One of the great problems men experience entering the "golden years" is whether to work or not - not just at a paid job, but in pursuit of constructive enterprise. Encouraged by well-meaning family, men take on volunteer work, remodel homes, or build furniture in their garage. It all seems creative and meaningful, and for many it may be, but for others, these new activities hide the fear of no longer performing.

Men compete in the world of work for four to six decades. They compete with each other and with their own expectations. By the time the reach retirement years, many have become burned out workhorses. Let out of the pasture, however, and they don't know how to stop working, and if they try, they feel restless, guilty, and depressed. They feel the best years are behind them now. They have lost their connection to true self and soul; they have lost touch with the gifts, dreams and longing for liberation that awaken in these years. With little support from self, society, or even family, they take on new projects all the while sensing a deep but unverbalized self-betrayal. And much of this betrayal is spiritual.

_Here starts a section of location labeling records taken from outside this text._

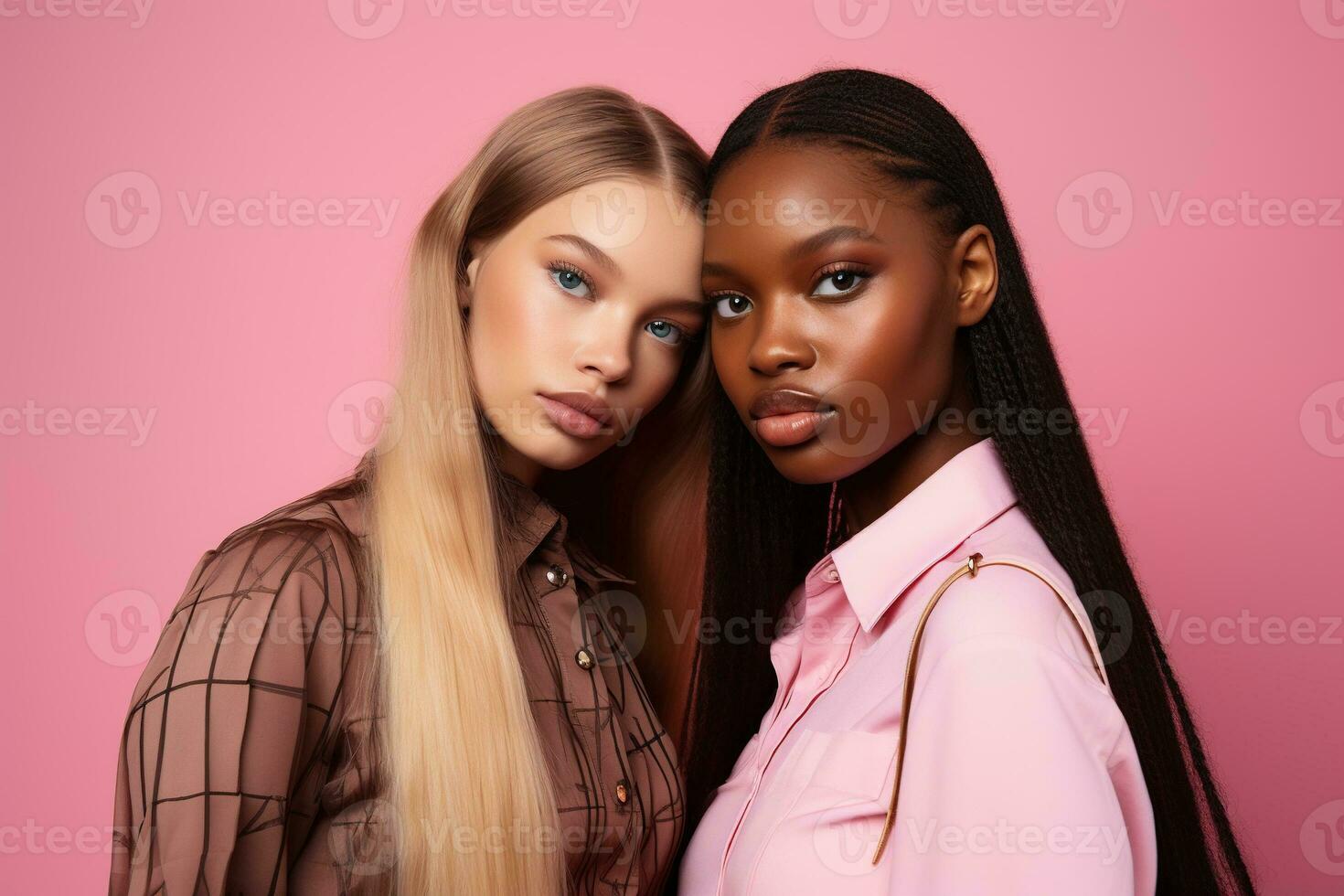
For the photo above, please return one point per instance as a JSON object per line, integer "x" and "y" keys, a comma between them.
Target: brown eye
{"x": 839, "y": 283}
{"x": 731, "y": 305}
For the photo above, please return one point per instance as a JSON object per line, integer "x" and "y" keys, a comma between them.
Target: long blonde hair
{"x": 457, "y": 741}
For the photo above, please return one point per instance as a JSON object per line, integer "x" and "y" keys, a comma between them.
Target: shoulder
{"x": 1020, "y": 604}
{"x": 283, "y": 597}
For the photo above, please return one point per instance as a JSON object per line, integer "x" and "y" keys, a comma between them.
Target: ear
{"x": 976, "y": 274}
{"x": 474, "y": 269}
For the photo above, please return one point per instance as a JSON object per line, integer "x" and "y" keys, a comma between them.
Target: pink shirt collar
{"x": 878, "y": 563}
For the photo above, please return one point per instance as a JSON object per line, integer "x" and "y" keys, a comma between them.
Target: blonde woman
{"x": 411, "y": 680}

As the Hindu model of the stages of life described eons ago, the task of aging men is to move beyond the roles and goals of the middle years toward a deeper experience of the divine mystery. In the Hindu model, men are called to be "forest dwellers" living simply in the divine mystery, or later, "renunciates" who take up begging bowls and surrender everything they have in their dissolution. In our modern world, this developmental stage need not involve a literal departure from home and hearth to live in the cold and rainy woods, but it does call for time alone to sink into quiet reflection, life review, spiritual contemplation, and release of their soul-numbing compulsivity. Because western culture does not understand this mystical call, it encourages men instead to continue their heroic drive toward more and greater conquests - in recreation, service, hobbies and productivity. It's always up and more when the soul's longing in the world is for down and less. His interest is no longer about heroic achievement, it's about releasing identity, time and story into the oneness of Being in preparation for experiences of unity.

Because very few men know of this "road less traveled," they feel no other choice but to push onward. What their family sees, however, are subtle signs of sadness and despair - symptoms of a deep-seated feeling of self-abandonment. How can you help your husband or father in his struggle? The first step is to overcome the belief that he simply needs more hobbies or projects to feel better. Instead, encourage him to explore and value his feelings through reading, poetry, artistic expression, journaling or men's groups. Every man needs to know that this final journey of the soul is valid, important and meaningful. Every man needs to find that inner voice of individuation before it is too late. The objective now is not competition, it is listening to the voice of soul. He will be grateful and you will meet a man with much more depth than you realized.